We assessed the quality of the paired-end sequence files using FastQC (version 0.11.9) and trimmed them with Trimmomatic (version 0.39). The BWA program (version 0.7.17) was employed to align the optimally prepared FASTQ files to the human reference genome (version GRCh38.13). The resulting Sequence Alignment Map (SAM) files were converted to the Binary Alignment Map (BAM) format and sorted using SAMtools (version 1.17) (4). The sorted BAM files were regrouped, and identical sequences were marked using Picard (version 3.0.0). Base quality score recalibration was performed on the unduplicated BAM files with the Genome Analysis Toolkit (GATK, version 4.4.0) to adjust the base quality scores. Variant calling was conducted using Mutect2 in tumor-only mode.

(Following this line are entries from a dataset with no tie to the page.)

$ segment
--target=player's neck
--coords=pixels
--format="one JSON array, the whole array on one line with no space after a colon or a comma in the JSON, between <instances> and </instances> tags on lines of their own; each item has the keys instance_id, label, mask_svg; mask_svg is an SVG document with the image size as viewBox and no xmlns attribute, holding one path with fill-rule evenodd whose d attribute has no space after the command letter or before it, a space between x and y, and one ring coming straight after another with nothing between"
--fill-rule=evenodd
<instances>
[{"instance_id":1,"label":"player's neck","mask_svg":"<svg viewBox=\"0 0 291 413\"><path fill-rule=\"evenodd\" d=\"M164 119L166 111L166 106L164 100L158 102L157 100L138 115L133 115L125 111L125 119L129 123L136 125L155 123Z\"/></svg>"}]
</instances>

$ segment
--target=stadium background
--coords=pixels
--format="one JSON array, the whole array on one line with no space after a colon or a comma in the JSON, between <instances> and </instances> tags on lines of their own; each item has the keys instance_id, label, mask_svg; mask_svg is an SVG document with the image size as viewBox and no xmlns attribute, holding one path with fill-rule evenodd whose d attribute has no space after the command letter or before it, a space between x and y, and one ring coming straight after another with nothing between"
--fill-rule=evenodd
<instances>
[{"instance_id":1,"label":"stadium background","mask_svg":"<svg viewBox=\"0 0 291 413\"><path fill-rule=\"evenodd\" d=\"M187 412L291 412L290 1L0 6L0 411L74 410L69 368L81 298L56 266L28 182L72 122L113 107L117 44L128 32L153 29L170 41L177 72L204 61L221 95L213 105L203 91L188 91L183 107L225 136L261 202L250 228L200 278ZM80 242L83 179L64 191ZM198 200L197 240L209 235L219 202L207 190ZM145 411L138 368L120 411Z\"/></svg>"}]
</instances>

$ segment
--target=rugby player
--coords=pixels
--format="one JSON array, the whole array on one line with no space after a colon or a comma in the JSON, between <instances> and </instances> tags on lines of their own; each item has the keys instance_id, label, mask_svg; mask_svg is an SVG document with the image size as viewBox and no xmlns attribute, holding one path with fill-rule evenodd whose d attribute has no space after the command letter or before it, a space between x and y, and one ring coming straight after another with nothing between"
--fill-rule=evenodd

A public Panel of Normals (PON) was retrieved from the GATK public repository (https://storage.googleapis.com/gatk-best-practices/somatic-hg38/1000g_pon.hg38.vcf.gz). We utilized GATK4 tools, including GetPileupSummaries, CalculateContamination, and FilterMutectCalls, using default parameter settings to filter the variants identified by Mutect2. The resulting variants were annotated using Funcotator, and the annotated mutational data were stored in MAF files. We utilized the maftools package in R (18) to summarize and visualize the data.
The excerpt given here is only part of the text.